Suas palavras representam mais uma ruptura entre Washington e a Europa e destacam o delicado equilíbrio que os líderes europeus têm tentado alcançar desde que os EUA e Israel começaram a bombardear o Irã no sábado (28).

Por um lado, eles têm procurado apoiar seus aliados do Golfo e apaziguar Washington, sob cuja proteção da Otan permanecem e cuja participação em qualquer possível acordo de paz para a Ucrânia ainda é essencial.

Por outro lado, os europeus estão minimizando seu envolvimento em uma guerra que muitos deles se recusam a considerar legal e que é profundamente impopular internamente.

Primeiro-ministro do Reino Unido, Keir Starmer • REUTERS/Phil Noble

Alemanha, França e Reino Unido – os países do E3 – não chegaram a endossar ou condenar explicitamente os ataques EUA-Israel em uma declaração conjunta. Em vez disso, condenaram a retaliação do Irã, reiteraram suas críticas ao regime do país, pediram a “retomada das negociações” e afirmaram que permanecem em “estreito contato com nossos parceiros internacionais”.

Ainda assim, mesmo tendo apresentado seu envolvimento como defensivo, correm o risco de serem arrastados para uma guerra regional em espiral. Esses perigos ficaram evidentes nesta quarta-feira (4), quando os sistemas de defesa aérea da Otan abateram um míssil iraniano que se dirigia para o espaço aéreo da Turquia, naquele que se acredita ser o primeiro caso em que as forças da aliança interceptaram um míssil iraniano em direção ao espaço aéreo de um país membro.
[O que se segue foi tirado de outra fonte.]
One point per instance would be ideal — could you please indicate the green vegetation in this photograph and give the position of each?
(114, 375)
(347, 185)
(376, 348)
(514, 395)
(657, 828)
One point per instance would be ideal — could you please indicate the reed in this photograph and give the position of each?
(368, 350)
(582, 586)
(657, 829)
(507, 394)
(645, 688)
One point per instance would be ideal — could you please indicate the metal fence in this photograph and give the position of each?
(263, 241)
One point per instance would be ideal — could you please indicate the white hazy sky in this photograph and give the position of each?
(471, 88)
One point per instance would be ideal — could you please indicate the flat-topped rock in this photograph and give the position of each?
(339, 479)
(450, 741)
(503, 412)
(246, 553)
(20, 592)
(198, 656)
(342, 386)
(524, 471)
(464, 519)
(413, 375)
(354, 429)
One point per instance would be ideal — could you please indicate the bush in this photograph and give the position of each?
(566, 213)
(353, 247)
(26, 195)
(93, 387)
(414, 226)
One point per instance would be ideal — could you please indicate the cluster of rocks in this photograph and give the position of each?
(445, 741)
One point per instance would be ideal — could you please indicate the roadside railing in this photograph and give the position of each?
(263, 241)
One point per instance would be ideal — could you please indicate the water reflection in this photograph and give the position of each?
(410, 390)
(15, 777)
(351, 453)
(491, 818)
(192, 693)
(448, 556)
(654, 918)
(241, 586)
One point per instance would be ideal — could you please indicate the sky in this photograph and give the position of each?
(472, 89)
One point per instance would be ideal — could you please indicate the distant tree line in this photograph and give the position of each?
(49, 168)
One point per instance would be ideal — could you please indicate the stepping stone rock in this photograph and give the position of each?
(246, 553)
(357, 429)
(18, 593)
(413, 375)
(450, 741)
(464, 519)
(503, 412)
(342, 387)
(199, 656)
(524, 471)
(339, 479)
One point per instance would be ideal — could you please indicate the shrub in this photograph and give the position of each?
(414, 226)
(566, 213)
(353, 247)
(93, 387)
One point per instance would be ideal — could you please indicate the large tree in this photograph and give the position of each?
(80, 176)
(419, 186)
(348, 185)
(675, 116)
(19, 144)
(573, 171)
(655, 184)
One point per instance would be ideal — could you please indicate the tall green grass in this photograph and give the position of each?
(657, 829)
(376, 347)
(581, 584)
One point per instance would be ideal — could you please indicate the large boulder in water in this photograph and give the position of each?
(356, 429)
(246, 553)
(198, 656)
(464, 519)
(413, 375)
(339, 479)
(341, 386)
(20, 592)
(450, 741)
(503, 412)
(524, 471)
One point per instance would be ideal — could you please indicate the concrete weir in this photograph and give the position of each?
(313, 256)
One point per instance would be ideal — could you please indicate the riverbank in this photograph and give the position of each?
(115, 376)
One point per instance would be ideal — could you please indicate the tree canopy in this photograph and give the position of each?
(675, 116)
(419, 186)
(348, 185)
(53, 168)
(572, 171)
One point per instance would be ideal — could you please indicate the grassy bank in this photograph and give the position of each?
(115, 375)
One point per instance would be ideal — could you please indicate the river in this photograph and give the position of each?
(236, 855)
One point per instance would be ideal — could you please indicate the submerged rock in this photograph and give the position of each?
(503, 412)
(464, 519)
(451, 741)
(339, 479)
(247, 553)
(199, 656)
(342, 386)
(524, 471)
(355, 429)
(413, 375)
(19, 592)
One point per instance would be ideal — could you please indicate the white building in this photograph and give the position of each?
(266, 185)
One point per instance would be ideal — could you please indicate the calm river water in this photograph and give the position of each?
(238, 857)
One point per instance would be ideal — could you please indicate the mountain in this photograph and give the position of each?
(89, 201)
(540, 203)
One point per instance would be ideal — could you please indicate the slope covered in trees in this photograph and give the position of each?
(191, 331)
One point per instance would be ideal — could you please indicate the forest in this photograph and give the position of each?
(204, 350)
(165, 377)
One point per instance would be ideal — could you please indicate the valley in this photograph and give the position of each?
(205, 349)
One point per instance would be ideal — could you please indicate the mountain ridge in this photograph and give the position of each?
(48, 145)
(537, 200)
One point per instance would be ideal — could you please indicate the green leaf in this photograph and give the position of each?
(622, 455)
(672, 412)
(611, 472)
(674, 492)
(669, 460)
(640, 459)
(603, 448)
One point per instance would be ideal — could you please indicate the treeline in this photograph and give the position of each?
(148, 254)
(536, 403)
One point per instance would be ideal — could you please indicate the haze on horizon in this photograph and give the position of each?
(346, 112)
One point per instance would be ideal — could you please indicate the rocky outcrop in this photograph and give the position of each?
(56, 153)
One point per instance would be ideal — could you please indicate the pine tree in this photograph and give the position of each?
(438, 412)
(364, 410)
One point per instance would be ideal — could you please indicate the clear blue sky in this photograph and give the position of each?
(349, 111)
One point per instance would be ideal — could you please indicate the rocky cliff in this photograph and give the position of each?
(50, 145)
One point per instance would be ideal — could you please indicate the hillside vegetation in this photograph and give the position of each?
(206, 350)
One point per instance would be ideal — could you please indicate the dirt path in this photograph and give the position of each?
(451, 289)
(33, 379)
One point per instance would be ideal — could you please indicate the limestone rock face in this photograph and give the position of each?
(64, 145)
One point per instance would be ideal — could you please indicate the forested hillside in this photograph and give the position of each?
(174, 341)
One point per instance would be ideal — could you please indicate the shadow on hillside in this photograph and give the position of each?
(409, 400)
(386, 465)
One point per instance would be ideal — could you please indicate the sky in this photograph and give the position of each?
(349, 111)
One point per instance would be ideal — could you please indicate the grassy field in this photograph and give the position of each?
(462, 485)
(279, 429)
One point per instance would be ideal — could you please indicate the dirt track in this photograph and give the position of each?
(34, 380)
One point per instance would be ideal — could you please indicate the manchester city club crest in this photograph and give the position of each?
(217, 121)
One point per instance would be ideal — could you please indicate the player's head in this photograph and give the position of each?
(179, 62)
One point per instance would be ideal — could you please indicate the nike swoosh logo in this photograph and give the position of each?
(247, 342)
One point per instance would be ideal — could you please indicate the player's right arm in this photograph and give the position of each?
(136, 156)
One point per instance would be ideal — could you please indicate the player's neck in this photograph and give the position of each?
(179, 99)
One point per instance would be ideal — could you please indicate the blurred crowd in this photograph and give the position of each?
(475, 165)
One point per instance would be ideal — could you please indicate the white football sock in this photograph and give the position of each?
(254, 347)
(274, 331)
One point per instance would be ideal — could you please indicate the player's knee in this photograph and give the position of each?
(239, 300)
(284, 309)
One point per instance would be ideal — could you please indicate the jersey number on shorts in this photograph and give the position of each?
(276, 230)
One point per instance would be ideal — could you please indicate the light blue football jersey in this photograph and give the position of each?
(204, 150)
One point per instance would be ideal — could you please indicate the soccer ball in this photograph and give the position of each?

Alguns países europeus destinaram recursos militares para defender seus interesses na região. O Reino Unido concordou em permitir que os EUA utilizassem suas bases militares para "ataques defensivos" contra instalações de mísseis iranianos, afirmou Starmer no domingo.

E, em resposta ao ataque de um drone a uma base militar britânica no Chipre na terça-feira, o Reino Unido enviou helicópteros com capacidade antidrone e um navio de guerra, que levará cerca de uma semana para chegar à ilha mediterrânea.

Entretanto, uma fragata francesa chegou ao Chipre na noite de terça-feira (3), disse o presidente francês Emmanuel Macron, acrescentando que também estava enviando "recursos adicionais de defesa aérea para lá".

As defesas aéreas francesas e britânicas baseadas na região também realizaram operações limitadas, ajudando a abater drones e mísseis iranianos, tomando o cuidado de permanecer dentro dos limites da guerra legal.

A justificativa da administração Trump para atacar o Irã tem sido considerada vaga e inconsistente. Trump e seus principais assessores se contradisseram, extrapolando os limites da lógica — e das estimativas da inteligência americana — para definir a ameaça “iminente” que o Irã e seu programa nuclear representavam, sem apresentar qualquer evidência.

Eles ignoraram informações da inteligência americana que sugeriam que o Irã precisaria até 2035 para desenvolver um míssil balístico intercontinental, caso optasse por fazê-lo, bem como as próprias alegações de Trump de que o programa foi “aniquilado” pelos ataques americanos no verão passado.